Murdoch drops bid for BSkyB
Associated Press
LONDON
Rupert Murdoch’s dream of controlling a British broadcasting behemoth has evaporated after he withdrew his bid for BSkyB — the latest, biggest casualty of what Prime Minister David Cameron called the hacking “firestorm” sweeping through British politics, media and police.
Cameron appointed a senior judge to lead an inquiry into the phone hacking and police bribery scandal engulfing Murdoch’s British newspapers, and promised it would investigate whether Murdoch’s reporters sought the phone numbers of 9/11 victims in their quest for sensational scoops.
As lawmakers from all the country’s main parties united to demand that Murdoch’s News Corp. withdraw its bid for British Sky Broadcasting, the media magnate bowed to the inevitable, accepting that he could not win government approval for the multibillion-dollar takeover.
Shares in BSkyB fell 4 percent after the announcement, but rebounded as uncertainty about the company’s immediate future was lifted and closed 2 percent higher.

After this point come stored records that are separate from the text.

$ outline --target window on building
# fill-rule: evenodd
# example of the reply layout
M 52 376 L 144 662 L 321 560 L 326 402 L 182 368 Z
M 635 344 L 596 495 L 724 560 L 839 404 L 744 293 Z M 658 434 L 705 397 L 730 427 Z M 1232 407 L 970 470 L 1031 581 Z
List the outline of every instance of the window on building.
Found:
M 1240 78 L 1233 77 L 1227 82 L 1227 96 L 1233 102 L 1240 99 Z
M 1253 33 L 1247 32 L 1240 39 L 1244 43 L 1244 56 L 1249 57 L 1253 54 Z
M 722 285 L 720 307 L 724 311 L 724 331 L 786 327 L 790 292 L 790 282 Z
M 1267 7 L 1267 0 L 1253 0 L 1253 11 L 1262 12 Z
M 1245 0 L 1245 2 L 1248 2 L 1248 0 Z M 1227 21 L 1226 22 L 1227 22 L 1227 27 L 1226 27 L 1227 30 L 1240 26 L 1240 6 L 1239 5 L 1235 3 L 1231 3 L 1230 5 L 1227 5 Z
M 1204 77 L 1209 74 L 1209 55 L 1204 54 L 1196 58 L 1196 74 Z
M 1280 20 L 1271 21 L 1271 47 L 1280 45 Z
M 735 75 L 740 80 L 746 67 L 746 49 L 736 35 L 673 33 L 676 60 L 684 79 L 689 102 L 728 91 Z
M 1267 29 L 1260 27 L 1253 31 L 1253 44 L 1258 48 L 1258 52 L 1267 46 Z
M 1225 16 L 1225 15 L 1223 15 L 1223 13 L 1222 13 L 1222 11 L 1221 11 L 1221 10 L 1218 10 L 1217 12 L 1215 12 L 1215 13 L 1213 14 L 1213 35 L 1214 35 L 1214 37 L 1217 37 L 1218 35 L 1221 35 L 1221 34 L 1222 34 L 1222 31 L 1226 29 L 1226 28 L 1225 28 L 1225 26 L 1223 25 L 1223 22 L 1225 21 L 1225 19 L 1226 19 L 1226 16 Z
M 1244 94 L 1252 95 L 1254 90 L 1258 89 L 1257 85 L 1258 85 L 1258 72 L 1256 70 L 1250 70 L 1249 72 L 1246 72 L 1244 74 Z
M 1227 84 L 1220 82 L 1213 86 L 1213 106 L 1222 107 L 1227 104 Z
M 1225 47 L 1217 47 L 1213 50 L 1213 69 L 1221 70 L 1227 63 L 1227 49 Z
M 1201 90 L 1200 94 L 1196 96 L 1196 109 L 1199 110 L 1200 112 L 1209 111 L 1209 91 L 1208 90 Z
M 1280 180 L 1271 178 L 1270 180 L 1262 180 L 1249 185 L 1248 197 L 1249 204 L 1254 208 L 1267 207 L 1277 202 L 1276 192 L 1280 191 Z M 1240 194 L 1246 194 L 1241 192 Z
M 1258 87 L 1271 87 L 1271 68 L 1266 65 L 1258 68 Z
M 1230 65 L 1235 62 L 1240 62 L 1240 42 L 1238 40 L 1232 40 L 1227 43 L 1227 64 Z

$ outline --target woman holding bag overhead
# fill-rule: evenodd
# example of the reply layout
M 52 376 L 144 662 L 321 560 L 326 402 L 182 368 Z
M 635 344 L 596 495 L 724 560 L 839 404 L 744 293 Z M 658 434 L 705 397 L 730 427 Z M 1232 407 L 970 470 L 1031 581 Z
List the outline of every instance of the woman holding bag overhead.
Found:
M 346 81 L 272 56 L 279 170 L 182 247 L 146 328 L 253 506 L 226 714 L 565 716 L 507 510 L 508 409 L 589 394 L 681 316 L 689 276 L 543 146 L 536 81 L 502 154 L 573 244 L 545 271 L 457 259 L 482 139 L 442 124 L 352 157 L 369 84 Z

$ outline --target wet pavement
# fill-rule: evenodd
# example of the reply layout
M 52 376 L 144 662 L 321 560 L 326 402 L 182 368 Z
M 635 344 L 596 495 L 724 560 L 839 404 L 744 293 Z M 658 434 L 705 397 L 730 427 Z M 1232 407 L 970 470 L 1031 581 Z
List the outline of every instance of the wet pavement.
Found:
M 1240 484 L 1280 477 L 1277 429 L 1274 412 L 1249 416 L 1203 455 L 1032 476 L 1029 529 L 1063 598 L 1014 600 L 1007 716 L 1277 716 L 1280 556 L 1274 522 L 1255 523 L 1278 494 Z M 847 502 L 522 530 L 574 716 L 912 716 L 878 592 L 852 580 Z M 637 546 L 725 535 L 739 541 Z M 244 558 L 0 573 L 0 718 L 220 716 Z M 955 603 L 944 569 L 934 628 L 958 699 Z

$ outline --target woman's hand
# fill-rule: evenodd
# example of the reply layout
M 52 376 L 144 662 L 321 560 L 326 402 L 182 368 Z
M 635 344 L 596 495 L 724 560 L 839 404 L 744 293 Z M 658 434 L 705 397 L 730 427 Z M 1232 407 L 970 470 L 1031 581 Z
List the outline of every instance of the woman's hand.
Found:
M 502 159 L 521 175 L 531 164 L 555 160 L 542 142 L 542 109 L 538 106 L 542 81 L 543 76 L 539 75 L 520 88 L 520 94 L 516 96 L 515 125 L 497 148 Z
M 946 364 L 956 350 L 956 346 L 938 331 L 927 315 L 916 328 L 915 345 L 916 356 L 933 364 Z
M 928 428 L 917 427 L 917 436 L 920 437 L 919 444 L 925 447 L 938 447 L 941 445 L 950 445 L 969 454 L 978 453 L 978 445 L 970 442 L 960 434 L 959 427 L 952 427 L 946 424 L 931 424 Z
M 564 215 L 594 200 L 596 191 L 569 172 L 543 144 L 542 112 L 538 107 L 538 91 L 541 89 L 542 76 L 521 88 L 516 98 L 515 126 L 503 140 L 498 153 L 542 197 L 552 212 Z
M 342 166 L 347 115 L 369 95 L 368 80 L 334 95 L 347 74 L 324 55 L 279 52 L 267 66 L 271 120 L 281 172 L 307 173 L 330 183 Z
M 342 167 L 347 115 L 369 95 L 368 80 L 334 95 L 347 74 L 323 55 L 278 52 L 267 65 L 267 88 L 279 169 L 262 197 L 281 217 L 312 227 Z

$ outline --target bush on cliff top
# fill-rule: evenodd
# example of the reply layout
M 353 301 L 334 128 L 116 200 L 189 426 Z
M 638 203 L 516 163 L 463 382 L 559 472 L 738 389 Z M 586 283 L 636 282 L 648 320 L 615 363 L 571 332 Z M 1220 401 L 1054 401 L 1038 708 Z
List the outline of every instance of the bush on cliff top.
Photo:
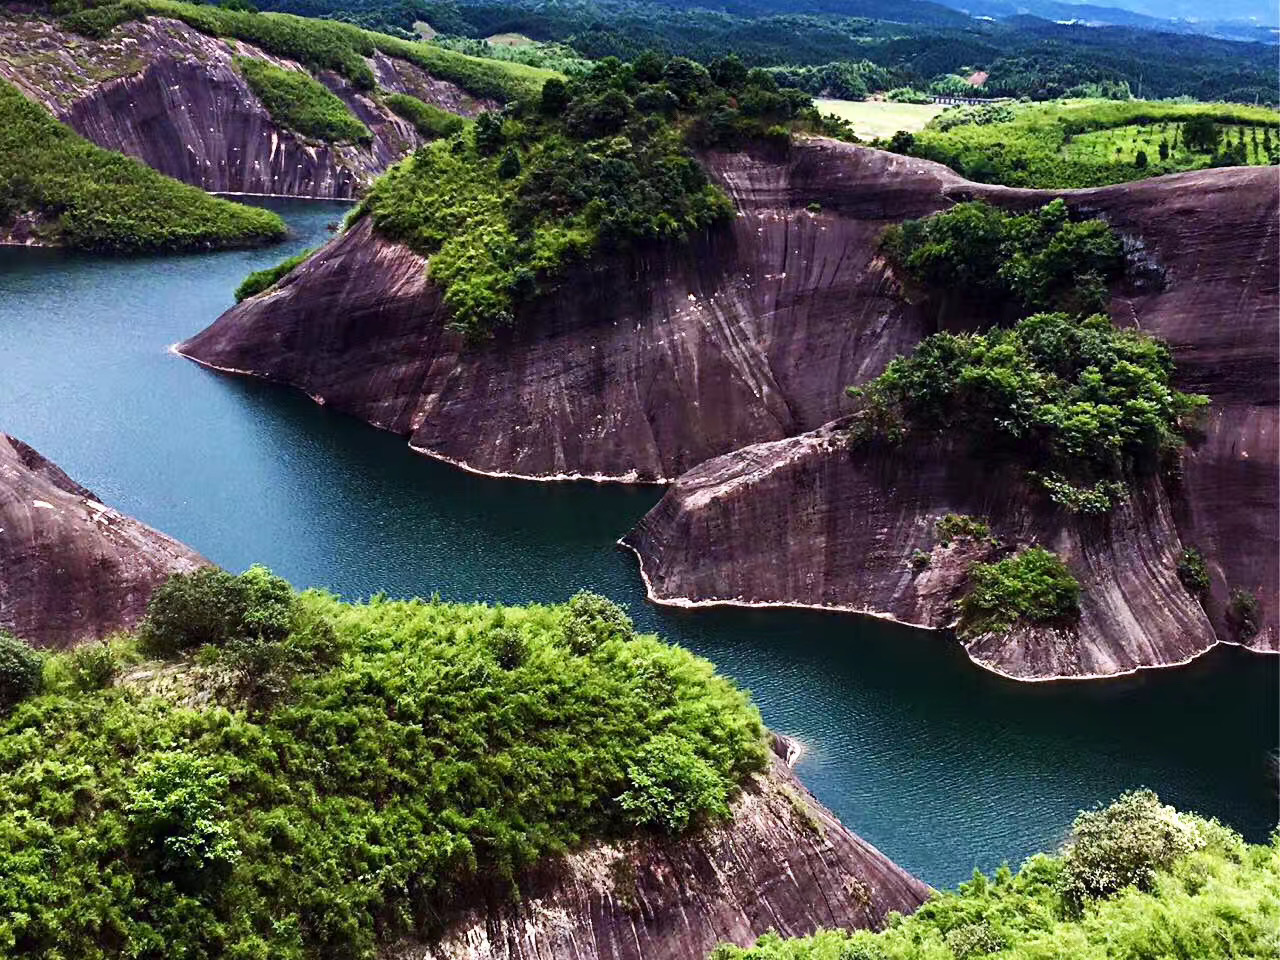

Murdoch had hoped to gain control of the 61 percent of BSkyB shares that he doesn’t already own.
But the deal unraveled with stunning speed after a rival newspaper reported that Murdoch’s News of the World tabloid had hacked into the phone of teenage murder victim Milly Dowler in 2002 and may have impeded a police investigation into the 13-year-old’s disappearance.